3. Consider, that God in all his attributes is infinite: as in his power, wisdom, goodness &c: so in his avenging justice too. He is a God in hell as much as in heaven. So that by the greatness of his love, mercy and patience here, we may measure the greatness of his future wrath and vengeance against impenitent sinners. By his infinite goodness he has drawn them out of nothing; he has preserved and sustained them for a long time; he has even come down from his throne of glory, and suffered himself to be nailed to a disgraceful cross for their eternal salvation; he has frequently delivered them from the dangers to which they were daily exposed; patiently borne with their insolence and repeated treasons, still graciously inviting them to repentance. Ah! how justly does patience, so long abused, turn at length into fury! Mercy at last gives place to justice; and a thousand woes to those wretches that must for ever feel the dreadful weight of the avenging hand of the living God!

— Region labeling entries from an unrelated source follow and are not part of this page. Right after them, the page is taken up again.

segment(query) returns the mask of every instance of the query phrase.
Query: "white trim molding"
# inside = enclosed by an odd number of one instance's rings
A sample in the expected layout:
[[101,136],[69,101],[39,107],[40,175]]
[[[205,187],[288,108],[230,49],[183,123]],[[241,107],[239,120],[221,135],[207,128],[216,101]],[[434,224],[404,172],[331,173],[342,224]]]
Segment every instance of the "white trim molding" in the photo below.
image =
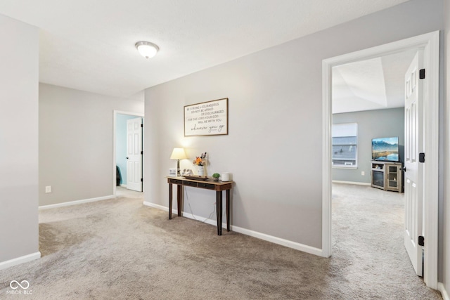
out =
[[[116,149],[115,149],[115,139],[116,139],[116,119],[117,117],[117,114],[120,115],[127,115],[129,116],[136,116],[136,117],[142,117],[142,124],[143,125],[145,119],[144,114],[141,112],[124,112],[122,110],[113,110],[112,111],[112,195],[115,195],[116,194],[116,184],[117,184],[117,178],[116,178]],[[143,129],[142,131],[142,147],[143,150]],[[142,157],[142,176],[143,176],[143,168],[144,168],[144,156]],[[120,186],[127,187],[127,185],[120,185]],[[142,191],[143,192],[143,185],[142,185]]]
[[83,203],[95,202],[96,201],[106,200],[108,199],[115,198],[115,196],[111,195],[110,196],[98,197],[96,198],[84,199],[82,200],[70,201],[68,202],[57,203],[56,204],[42,205],[39,207],[39,209],[50,209],[56,207],[69,207],[70,205],[81,204]]
[[423,81],[424,145],[426,163],[424,172],[423,280],[437,289],[438,254],[438,148],[439,148],[439,32],[435,31],[368,49],[323,60],[322,62],[323,157],[322,157],[322,254],[331,255],[331,77],[333,67],[374,58],[406,50],[423,49],[426,78]]
[[28,261],[34,261],[34,259],[40,258],[41,252],[38,251],[37,252],[32,253],[31,254],[24,255],[23,256],[17,257],[15,259],[10,259],[6,261],[2,261],[0,262],[0,270],[12,267],[13,266],[27,263]]
[[449,296],[449,294],[447,291],[445,289],[445,287],[442,282],[439,282],[437,284],[437,290],[441,292],[441,295],[442,296],[442,299],[444,300],[450,300],[450,297]]
[[[155,204],[154,203],[144,202],[144,205],[161,209],[165,211],[169,211],[169,208],[162,205]],[[178,214],[178,210],[172,209],[172,214]],[[191,219],[193,220],[199,221],[200,222],[206,223],[214,226],[217,226],[217,221],[211,219],[207,219],[202,216],[195,216],[187,212],[183,212],[183,216],[185,218]],[[222,223],[222,228],[226,228],[226,223]],[[242,233],[245,235],[264,240],[267,242],[273,242],[274,244],[281,244],[289,248],[292,248],[296,250],[302,251],[303,252],[309,253],[317,256],[322,256],[322,249],[314,248],[314,247],[307,246],[305,244],[300,244],[295,242],[290,241],[288,240],[284,240],[280,237],[274,237],[273,235],[269,235],[265,233],[259,233],[257,231],[250,230],[250,229],[243,228],[241,227],[230,226],[230,230],[235,233]]]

4. Consider, and in order to understand something better what hell is, set before your eyes a poor sick man lying on his bed, burning with a pestilential fever, attended with a universal pain over all his body, his head perfectly rent asunder, his eyes ready to fly out, his teeth raging, his sides pierced with dreadful stitches, his belly racked with violent cholic; his reins with the Stone and gravel; all his limbs tormented with rheumatic pains; and all his joints with the gout; his heart even bursting with anguish, and he crying out for a drop of water to cool his tongue. Could any thing be conceived more miserable! and yet, let me tell you, this is but an imperfect picture of what the damned must endure for eternity; where these victims immolated to the justice of God, shall be salted all over with fire; and endure in all the senses and members of their body, and in all the faculties of their souls most exquisite torments!

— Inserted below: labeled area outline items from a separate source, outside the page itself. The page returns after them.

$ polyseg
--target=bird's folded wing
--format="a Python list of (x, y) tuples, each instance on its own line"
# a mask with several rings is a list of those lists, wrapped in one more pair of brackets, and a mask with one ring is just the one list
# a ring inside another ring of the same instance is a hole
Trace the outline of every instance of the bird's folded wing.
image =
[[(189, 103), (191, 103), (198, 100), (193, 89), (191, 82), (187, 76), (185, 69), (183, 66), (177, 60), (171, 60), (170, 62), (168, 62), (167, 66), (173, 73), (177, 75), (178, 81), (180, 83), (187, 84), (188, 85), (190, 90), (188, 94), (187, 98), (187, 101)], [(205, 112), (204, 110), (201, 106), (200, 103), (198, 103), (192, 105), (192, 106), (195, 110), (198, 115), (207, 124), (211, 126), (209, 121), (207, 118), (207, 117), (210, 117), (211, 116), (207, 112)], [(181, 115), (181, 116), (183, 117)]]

5. Consider, that the state of the poor sick man, of whom we have just now been speaking, how deplorable soever it may seem, might still be capable of some alloy or ease, or some degree of comfort: a good bed to lie on; a good friend to encourage or condole with him; a good conscience to support him; a will resigned to the will of God, and, in fine, a certain knowledge that his pains must shortly abate, or put an end to his life. But the damned have nothing of all this. Their bed in hell is a lake or pit burning with fire and brimstone, to which they are fastened down with eternal chains. Their companions are merciless devils, or what will be to them worse than devils, the unhappy partners of their sins. Their conscience is ever gnawed with the worm that never dies. Their will is averse from God, and continually struggling in vain with his divine will. And what comes in to complete their damnation, is a despair of ever meeting with an end or abatement of their torments. Good God! what would not a prudent man do to prevent the lying but for one night in torments in this life? And where then are our faith and reason, when we will do so little for escaping the dreadful night of hell's merciless flames!